The primary contributor to death and morbidity in Israel and the western world are heart attacks. In the last few decades, the treatment of heart attacks has seen a substantial improvement. This is perhaps most evident in our understanding of the utilization of early catheterization and an improved quality in drugs.

The Sheba Cardiovascular and Thoracic Institute is internationally acknowledged as one of the most esteemed cardiac centers in the world. Annually, hundreds of patients are treated following a cardiac emergency. Decades of providing treatment has revealed to us that enhanced care significantly diminishes the likelihood of recurrent myocardial infarction, arrhythmias, severe cardiac impairment, and congestive heart failure.

Then again, there is a significant lack of information regarding the quality of life and the improved symptoms of individuals after treatment. With a commitment to treatment optimization, The world leading PROM project assesses post MI patient symptoms.

The project has leveraged the data of over 2,000 patients who were admitted to Sheba and underwent a therapeutic catheterization following a heart attack. The patients filled out a questionnaire concerning symptoms like shortness of breath and chest pain, both during their hospitalization and at intervals of 30, 90, 180 days, and one year following their discharge.

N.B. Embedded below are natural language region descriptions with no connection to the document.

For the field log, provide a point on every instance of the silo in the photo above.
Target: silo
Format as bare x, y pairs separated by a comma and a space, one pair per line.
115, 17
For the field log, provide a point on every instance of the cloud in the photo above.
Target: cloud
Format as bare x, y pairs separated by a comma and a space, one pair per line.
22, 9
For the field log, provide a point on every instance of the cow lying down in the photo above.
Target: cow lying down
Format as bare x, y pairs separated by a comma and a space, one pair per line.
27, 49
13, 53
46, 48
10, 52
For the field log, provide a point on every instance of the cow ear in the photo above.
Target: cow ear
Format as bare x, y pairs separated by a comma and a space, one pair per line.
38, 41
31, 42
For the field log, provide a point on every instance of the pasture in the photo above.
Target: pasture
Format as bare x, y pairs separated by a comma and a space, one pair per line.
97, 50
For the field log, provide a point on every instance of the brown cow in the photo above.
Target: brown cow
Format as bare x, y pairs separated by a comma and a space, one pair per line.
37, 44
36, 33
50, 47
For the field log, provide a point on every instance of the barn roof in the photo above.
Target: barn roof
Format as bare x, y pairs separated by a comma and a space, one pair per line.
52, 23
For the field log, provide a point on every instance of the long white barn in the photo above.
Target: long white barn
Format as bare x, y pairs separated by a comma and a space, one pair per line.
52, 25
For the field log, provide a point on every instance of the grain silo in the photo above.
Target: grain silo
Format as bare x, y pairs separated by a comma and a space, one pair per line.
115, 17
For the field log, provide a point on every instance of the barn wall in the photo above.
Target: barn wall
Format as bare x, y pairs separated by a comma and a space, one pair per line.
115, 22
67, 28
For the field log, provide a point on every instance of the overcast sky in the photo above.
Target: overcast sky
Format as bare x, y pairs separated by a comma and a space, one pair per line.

As depicted in the graph, 76% of patients experiencing shortness of breath either during or before the MI did not report such symptoms one year post-catheterization. Additionally, 84% of patients who endured angina pectoris before or during the MI found relief from it one year after the procedure.These findings hold significance not only for the enhanced quality of life experienced by patients but also as shortness of breath and angina pectoris are clinical indicators of cardiac muscle damage and/or the presence of persistent or recurrent stenosis in the cardiac arteries.

Recent published studies* indicate that the incidence of significant complications one year after catheterization, such as a recurrent cardiac incident or the necessity for urgent repeated catheterization, stands at 15-20%.